# Sorting a DataFrame

[Pandas `sort_values()` documentation](https://pandas.pydata.org/pandas-docs/stable/reference/api/pandas.DataFrame.sort_values.html)

### Import Dependencies

In [16]:
import pandas as pd
import os

### Load the data file

In [17]:
csv_path = os.path.join("..", "Resources","Happiness_2017.csv")

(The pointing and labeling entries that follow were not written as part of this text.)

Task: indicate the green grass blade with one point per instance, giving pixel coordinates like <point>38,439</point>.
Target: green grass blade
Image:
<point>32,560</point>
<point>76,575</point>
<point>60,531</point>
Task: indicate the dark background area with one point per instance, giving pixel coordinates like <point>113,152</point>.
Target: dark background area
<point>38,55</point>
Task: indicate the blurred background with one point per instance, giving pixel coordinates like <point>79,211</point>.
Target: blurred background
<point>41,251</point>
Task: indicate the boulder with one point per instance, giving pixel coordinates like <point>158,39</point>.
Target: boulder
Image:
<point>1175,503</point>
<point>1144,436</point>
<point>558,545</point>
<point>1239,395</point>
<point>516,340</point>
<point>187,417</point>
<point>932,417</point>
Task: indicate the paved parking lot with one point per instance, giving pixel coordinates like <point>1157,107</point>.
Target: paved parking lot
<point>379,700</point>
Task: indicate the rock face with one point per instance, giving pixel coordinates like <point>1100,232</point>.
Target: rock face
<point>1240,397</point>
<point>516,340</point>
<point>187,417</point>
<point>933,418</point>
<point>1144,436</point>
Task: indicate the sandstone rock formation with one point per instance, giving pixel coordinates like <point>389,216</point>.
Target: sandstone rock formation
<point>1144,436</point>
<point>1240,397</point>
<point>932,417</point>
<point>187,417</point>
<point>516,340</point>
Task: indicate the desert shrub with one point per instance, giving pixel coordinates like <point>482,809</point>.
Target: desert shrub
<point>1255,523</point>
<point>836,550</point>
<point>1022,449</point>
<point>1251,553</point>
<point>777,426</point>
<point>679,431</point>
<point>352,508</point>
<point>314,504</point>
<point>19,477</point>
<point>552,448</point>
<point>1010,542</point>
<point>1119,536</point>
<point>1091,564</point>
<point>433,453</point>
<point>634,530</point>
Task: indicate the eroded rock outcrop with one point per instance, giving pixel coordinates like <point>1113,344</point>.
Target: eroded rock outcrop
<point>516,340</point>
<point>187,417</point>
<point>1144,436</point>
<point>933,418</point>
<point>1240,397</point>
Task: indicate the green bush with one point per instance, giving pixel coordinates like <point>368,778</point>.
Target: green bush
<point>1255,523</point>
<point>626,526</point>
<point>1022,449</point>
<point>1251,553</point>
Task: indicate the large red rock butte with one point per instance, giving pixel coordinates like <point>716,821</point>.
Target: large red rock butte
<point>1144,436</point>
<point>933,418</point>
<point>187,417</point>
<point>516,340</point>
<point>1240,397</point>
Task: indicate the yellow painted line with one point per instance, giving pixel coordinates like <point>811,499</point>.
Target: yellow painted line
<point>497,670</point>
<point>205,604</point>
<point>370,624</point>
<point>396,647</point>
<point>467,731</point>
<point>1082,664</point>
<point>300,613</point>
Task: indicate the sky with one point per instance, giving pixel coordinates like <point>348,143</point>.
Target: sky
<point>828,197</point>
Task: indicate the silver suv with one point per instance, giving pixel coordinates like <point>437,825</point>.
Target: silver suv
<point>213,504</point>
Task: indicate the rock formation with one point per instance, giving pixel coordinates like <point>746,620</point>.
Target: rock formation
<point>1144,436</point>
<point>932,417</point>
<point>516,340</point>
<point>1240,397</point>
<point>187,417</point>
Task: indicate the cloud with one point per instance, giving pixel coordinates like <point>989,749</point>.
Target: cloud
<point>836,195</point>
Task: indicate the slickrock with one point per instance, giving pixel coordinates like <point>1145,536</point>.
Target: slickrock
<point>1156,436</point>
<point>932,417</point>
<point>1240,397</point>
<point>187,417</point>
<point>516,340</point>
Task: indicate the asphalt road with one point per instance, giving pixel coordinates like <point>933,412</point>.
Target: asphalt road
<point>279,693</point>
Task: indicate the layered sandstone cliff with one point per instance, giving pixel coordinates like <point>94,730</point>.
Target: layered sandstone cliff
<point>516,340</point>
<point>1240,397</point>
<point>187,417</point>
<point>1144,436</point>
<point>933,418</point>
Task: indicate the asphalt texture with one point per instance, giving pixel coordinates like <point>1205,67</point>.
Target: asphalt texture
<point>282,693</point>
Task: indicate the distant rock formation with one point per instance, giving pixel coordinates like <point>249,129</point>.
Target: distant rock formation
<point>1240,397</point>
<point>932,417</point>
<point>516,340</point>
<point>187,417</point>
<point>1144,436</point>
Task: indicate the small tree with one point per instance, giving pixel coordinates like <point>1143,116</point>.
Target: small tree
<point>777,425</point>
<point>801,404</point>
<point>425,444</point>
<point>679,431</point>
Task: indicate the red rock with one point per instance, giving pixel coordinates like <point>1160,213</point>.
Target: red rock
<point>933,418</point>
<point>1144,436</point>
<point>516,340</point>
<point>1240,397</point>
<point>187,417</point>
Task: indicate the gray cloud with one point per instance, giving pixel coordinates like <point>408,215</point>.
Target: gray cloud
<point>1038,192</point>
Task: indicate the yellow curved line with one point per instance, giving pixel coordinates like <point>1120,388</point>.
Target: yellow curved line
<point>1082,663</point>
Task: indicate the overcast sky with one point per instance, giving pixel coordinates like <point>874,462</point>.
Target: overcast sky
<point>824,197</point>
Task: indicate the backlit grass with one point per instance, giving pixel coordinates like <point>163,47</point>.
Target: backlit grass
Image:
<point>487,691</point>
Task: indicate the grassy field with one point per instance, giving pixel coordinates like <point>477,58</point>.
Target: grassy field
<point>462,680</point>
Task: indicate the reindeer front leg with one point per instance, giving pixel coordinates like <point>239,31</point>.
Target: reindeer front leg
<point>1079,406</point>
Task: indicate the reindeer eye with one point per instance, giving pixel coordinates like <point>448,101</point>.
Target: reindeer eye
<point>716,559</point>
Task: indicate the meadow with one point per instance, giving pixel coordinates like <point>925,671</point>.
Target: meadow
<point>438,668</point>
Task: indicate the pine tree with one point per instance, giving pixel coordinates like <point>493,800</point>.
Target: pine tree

happiness_df = pd.read_csv(csv_path)
happiness_df.head()

Unnamed: 0,Country,Happiness.Rank,Happiness.Score,Whisker.high,Whisker.low,Economy..GDP.per.Capita.,Family,Health..Life.Expectancy.,Freedom,Generosity,Trust..Government.Corruption.,Dystopia.Residual
0,Norway,1,7.537,7.594445,7.479556,1.616463,1.533524,0.796667,0.635423,0.362012,0.315964,2.277027
1,Denmark,2,7.522,7.581728,7.462272,1.482383,1.551122,0.792566,0.626007,0.35528,0.40077,2.313707
2,Iceland,3,7.504,7.62203,7.38597,1.480633,1.610574,0.833552,0.627163,0.47554,0.153527,2.322715
3,Switzerland,4,7.494,7.561772,7.426227,1.56498,1.516912,0.858131,0.620071,0.290549,0.367007,2.276716
4,Finland,5,7.469,7.527542,7.410458,1.443572,1.540247,0.809158,0.617951,0.245483,0.382612,2.430182


### Sorting the DataFrame based on "Freedom" column

**NOTE:** By default, `sort_values()` will sort from lowest to highest.

In [18]:
happiness_df.sort_values("Freedom")

Unnamed: 0,Country,Happiness.Rank,Happiness.Score,Whisker.high,Whisker.low,Economy..GDP.per.Capita.,Family,Health..Life.Expectancy.,Freedom,Generosity,Trust..Government.Corruption.,Dystopia.Residual
139,Angola,140,3.795,3.951642,3.638358,0.858428,1.104412,0.049869,0.000000,0.097926,0.069720,1.614482
129,Sudan,130,4.139,4.345747,3.932253,0.659517,1.214009,0.290921,0.014996,0.182317,0.089848,1.687066
144,Haiti,145,3.603,3.734715,3.471285,0.368610,0.640450,0.277321,0.030370,0.489204,0.099872,1.697168
153,Burundi,154,2.905,3.074690,2.735310,0.091623,0.629794,0.151611,0.059901,0.204435,0.084148,1.683024
151,Syria,152,3.462,3.663669,3.260331,0.777153,0.396103,0.500533,0.081539,0.493664,0.151347,1.061574
...,...,...,...,...,...,...,...,...,...,...,...,...
1,Denmark,2,7.522,7.581728,7.462272,1.482383,1.551122,0.792566,0.626007,0.355280,0.400770,2.313707
2,Iceland,3,7.504,7.622030,7.385970,1.480633,1.610574,0.833552,0.627163,0.475540,0.153527,2.322715
128,Cambodia,129,4.168,4.278518,4.057483,0.601765,1.006238,0.429783,0.633376,0.385923,0.068106,1.042941
0,Norway,1,7.537,7.594445,7.479556,1.616463,1.533524,0.796667,0.635423,0.362012,0.315964,2.277027


### Sort descending

To sort from highest to lowest, we must provide  `ascending=False` as an argument to `sort_values()`

In [19]:
happiness_df.sort_values("Freedom", ascending = False)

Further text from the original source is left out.